FCソウルが起こした事件が、他クラブの努力を壊してはならない。
無観客試合の寂しさを紛らわすため、FCソウルが観客席に“ラブドール”を設置した事件は韓国Kリーグの歴史に残る汚点として記録されるだろう。
【注目】“八百長と同額”FCソウルに過去最高の制裁金が科されたワケ
韓国プロサッカー連盟が史上最高額の制裁金1億ウォン(日本円=約1000万円)を科したのも、それだけ事案が重大だからだ。
国内外で恥をかかせ、Kリーグ全体のイメージが傷つけられたことは否めない。
Kリーグを構成するメンバーたちは、今回の事件によって他のクラブの汗と努力が水泡に帰すことを憂慮している。
他のクラブも、無観客試合に際してあらゆるアイデアをひねり出した。
大邱FCは1万個の水色の旗を設置してホームゲームの雰囲気を演出し、浦項スティーラースをはじめ多くのチームは適切な効果音で試合の集中力を押し上げ、好評を得た。
全北現代モータースや大田ハナシチズンなどは、ファンからメッセージを観客席に掲示し、選手にエネルギーを与えた。
さらに、安山グリナースは安山市内の子どもたちが描いた自画像で観客席を埋め尽くし、高く評価された。
その他にも、済州ユナイテッドFCはファンが直接録音した歓声で応援合戦も繰り広げる予定だ。
こうした才気あふれる努力が“ラブドール”事件によって埋もれるのはとてももったいない。Kリーグが世界的な関心を受けている時期だけになおさらだ。
もう一つ残念な点は、この2年間かけてKリーグが地道に攻略してきた重要な地点が崩れかねないという点だ。
Kリーグは近年、女性ファンや子どもファンの獲得にまい進している。
子どもファンの存在はとても大切だ。子どもがファンになれば、自然と親も同行するシステムが構築されるからだ。
さらには2018年ジャカルタ・アジア大会効果で、女性ファンがKリーグに一挙になだれ込んだ。
このように興行にも火をつけた好材料が、今回の事件によって歯止めがかかるのではないかと心配されている。
女性ファン層による購買力は強く、直接的な興行はもちろん商業的な面でも大きな役割を果たしている。そのため、韓国プロサッカー連盟や各クラブは柔軟にマーケティング活動を繰り広げてきた。
だが、今回の“ラブドール”は、特に女性や子ども、あるいは親に強烈な拒否感を与える。そういったアダルトグッズが堂々と設置されているスタジアムに、女性や親は行きたいと思わないだろう。
とあるクラブ関係者は「今後、FCソウルが女性や子どもに“スタジアムに来てほしい”と言える面目はあるだろうか」とため息をついた。

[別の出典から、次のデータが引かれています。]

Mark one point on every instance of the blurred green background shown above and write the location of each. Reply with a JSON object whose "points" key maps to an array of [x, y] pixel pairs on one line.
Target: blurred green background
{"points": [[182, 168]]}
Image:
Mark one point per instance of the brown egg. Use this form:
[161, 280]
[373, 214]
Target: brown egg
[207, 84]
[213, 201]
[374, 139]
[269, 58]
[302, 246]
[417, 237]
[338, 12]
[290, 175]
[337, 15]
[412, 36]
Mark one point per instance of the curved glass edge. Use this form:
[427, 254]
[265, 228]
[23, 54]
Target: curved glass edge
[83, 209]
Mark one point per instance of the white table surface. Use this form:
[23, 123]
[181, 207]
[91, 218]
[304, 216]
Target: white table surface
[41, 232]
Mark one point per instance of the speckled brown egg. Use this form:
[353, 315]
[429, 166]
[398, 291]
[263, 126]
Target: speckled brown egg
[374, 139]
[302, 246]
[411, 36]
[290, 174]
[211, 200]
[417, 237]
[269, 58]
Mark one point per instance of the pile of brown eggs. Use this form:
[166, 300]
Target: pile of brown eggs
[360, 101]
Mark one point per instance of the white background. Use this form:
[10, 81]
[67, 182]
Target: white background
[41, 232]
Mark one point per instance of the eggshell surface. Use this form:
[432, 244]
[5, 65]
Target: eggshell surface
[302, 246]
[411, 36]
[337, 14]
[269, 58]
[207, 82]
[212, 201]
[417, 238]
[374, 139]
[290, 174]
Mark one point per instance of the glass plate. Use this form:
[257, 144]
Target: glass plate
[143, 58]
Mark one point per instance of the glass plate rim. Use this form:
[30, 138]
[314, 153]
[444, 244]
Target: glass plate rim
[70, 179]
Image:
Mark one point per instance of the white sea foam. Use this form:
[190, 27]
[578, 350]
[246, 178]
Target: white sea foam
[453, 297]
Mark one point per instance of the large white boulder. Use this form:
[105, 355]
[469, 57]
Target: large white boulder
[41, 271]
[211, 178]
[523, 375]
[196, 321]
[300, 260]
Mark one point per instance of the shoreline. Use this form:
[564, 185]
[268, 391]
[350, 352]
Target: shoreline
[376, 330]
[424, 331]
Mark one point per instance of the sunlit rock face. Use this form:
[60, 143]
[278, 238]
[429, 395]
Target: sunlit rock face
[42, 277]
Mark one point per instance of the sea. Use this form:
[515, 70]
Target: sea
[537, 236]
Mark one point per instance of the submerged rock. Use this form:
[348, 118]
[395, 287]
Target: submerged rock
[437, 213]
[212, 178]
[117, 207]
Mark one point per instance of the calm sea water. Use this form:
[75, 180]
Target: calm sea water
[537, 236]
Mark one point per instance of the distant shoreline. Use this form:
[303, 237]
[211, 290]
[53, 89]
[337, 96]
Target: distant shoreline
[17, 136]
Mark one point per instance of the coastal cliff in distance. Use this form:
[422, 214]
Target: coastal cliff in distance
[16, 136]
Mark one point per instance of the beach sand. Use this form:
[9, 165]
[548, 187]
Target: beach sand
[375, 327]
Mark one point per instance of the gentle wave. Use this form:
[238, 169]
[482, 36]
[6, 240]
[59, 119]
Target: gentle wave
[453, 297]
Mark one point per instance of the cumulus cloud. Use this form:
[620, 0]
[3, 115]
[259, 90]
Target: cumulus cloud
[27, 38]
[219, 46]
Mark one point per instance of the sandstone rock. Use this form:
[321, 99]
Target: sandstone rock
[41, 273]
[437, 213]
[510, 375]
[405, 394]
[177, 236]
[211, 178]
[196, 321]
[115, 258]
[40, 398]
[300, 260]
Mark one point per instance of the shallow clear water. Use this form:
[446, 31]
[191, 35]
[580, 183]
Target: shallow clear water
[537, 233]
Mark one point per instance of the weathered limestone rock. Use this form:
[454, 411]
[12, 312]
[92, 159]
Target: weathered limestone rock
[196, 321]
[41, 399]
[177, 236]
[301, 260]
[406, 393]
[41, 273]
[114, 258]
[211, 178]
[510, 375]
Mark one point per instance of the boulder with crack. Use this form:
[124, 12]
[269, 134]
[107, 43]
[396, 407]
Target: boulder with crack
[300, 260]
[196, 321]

ただ、議論を呼んだチームはFCソウルだけであり、他のクラブは全く関連が無いという点を想起しなければならない。
FCソウルは責任を痛感し、反省して再発防止を約束した。他のクラブはこれまで通り興行努力を続ける見通しだ。
地方の企業クラブ関係者は「他のクラブも、今回の事件を通じて警戒心を持つようになったはずだ。これから観客を受け入れることになるだろうが、今まで以上に努力して集客できるようにしなければならない。核心の顧客である子どもや女性ファンの攻略は続くだろう」と述べた。
FCソウルは自らの失態でイメージを大きく落としてしまった。他クラブも同じわだちを踏まないよう、より一層注意してアイデアを生み出す必要がある。